Martus was designed for people in developing countries with minimal technology skills, offering greater simplicity than standard encryption programs.

Encryption software protects data by using algorithms to scramble the information into an unreadable code, which can be unlocked only by a specific key, or string of random numbers. The longer the key, the greater the security. Martus eliminates the task of manually inputting these keys. This results in a relative sacrifice in security, but Martus users need only to enter their name and password - the rest is automatic.

After it was tested in Sri Lanka and rolled out in training sessions in the Philippines this year, human-rights workers are giving it a thumbs up. But there are a couple of inevitable shortcomings to the Martus vision: limited access to computers in the Third World, and a lingering mistrust of technology by people who fear it could be used against them.

"We've been branded as socialists and even communists, so we like the security and safety measures in Martus," said Daisy Arago, director of the Center for Trade Unions and Human Rights in Manila.

She has the system installed on three computers in the Manila area. But it will be a while before it can be used by the group's affiliates.

"Most of our members don't have computers," she said. "They use Internet cafes to send us e-mails, and we can't expect the owners to install Martus."

Yet Martus has proven immensely popular since its prototype became available two years ago.
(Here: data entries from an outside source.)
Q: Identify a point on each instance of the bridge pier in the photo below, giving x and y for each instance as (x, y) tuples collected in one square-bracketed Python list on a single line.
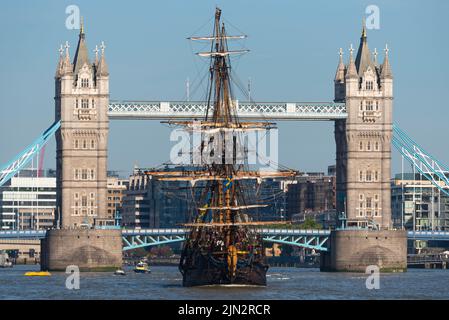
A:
[(355, 250), (88, 249)]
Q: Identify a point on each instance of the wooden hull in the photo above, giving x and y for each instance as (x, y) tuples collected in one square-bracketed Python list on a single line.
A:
[(207, 271)]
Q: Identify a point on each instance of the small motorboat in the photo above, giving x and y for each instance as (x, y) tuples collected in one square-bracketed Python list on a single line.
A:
[(120, 272), (37, 274), (142, 267)]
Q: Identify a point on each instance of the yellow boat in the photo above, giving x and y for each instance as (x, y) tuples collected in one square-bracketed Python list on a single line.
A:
[(38, 274)]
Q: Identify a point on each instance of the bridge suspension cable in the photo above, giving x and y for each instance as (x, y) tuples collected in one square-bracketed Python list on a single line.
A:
[(23, 158), (432, 169)]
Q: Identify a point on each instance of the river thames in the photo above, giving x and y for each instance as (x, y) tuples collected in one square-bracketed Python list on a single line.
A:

Fruchterman said the program is in use in at least 50 countries and estimates the company has handed out about 500 Martus program CDs and that another 500 copies have been downloaded for free at www.martus.org.

"Martus is responding to a real demand," said Patrick Ball, a veteran human-rights investigator and statistician who joined forces with Benetech earlier this year. "People tell me they gather all the data but then they lose it. The paper documents get eaten by termites; floppy disks and hard drives get stolen or confiscated in police raids."

Martus offers three levels of encrypted security depending on how the people intend to share the information. It can be kept secret with access only for the user, or sent to a central office such as the headquarters of a non-governmental organization for analysis and action.

"Convincing people that their information is going to be safe and secure with Martus took a long time," said Tom Parks, an Asia Foundation program officer based in Cambodia who did the project implementation and training in the Philippines. "The trust factor was very important. Previously, this was the kind of information that was so sensitive they didn't write it down. Now we were asking them to type it out on a computer and send to a place they had no control over."

To prevent loss or theft, the data are backed up automatically and redundantly on dedicated Martus servers in Manila, Toronto, Seattle and Budapest. Nobody can read the files without access to the original user's cryptography key and password - with the exception of sophisticated code-cracking organizations.